In November, a recruiter arrived in the village and offered his brother, 32-year-old Abdul Kalam Sheik, a job at the mine in Ksan. His wife was pregnant with their second child, and with their father weakening due to age, there was no one else in the family to earn a living.

Abdul Karim Sheik said he urged him not to go, “but he insisted, saying he could support us.”

The older brother and Alim were among about 20 miners who arrived at Ksan in early December. Alim recalled his alarm when he noticed that abandoned mines nearby had filled with water — an indication that earlier rat holes had collapsed.

It was not just an attack against me, but a signal to others.

- Agnes Kharshiing, activist

Activists say that due to unchecked mining and runoff, sulfur from the coal has seeped into rivers and streams. Last year, a report by Agnes Kharshiing, head of the Shillong-based Civil Society Women’s Organisation, found high levels of water pollution and deforestation in the Jaintia Hills, home to most of the state’s coal.

In November, Kharshiing and her colleague Anita Sangma — who is no relation to the chief minister — were photographing illegal mining in the hills when they came under attack from about two dozen mine owners and bosses. The mob struck Kharshiing with stones and sticks, leaving her unconscious and bleeding heavily from the scalp.

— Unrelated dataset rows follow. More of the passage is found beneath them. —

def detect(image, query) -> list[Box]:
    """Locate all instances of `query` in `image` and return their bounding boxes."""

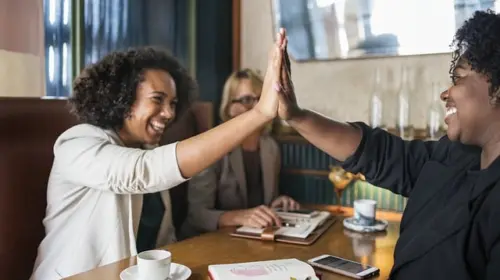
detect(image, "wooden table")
[66,207,399,280]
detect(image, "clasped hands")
[255,28,300,123]
[238,195,300,228]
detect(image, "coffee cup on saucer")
[354,199,377,226]
[137,250,172,280]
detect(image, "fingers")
[287,198,300,211]
[259,205,281,226]
[249,211,272,228]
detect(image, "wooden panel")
[0,0,44,56]
[66,206,399,280]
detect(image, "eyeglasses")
[231,95,259,105]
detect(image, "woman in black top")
[279,12,500,280]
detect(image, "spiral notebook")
[230,211,335,245]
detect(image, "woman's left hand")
[254,29,286,120]
[271,195,300,211]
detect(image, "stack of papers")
[208,259,318,280]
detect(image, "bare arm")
[177,109,271,177]
[288,110,362,161]
[177,29,285,177]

“We’re going to finish her,” Sangma recalled some of the assailants saying. The women recognised one of the men as Nidamon Chullet, a leader of the National People’s Party, which governs the state in alliance with Prime Minister Narendra Modi’s Bharatiya Janata Party.

Kharshiing would spend a month in the hospital before being released. The attack was particularly shocking in Meghalaya, a predominantly matrilineal society that teaches respect for women.

“It was not just an attack against me, but a signal to others,” she said as she lay in bed recovering, her torso wrapped in a brace.

She has not remained silent: Last month, she and fellow activists released another report that named several prominent politicians who allegedly owned or were otherwise connected to illegal mines, including four ministers in Sangma’s government.

Police arrested six people in the attack against her, including the mine owner. On Christmas Day, Chullet surrendered to authorities.

The National Green Tribunal last month ordered the state to pay a $14-million fine for failing to curb illegal mining. State officials said they would challenge the ruling — even as two men died in a separate mine tragedy in the first week of January.

The families of the men missing at Ksan blame state officials for what happened. After the collapse December 13, it took nearly two weeks for high-powered pumps to arrive to speed up the removal of water from the chasm. According to Indian news reports, the delay was partly due to officials going on vacation over Christmas in the majority Christian state.

The state has promised each miner’s family interim compensation of about $1,420, but no money has arrived in Magurmari.

Clutching a photo of Abdul Kalam Sheik, his father, Bodiot Jamal, said he hoped his son’s body would be brought home so he could be buried in the Muslim tradition.

“For a few days we hoped he had survived,” he said. “But now we don’t have any faith.”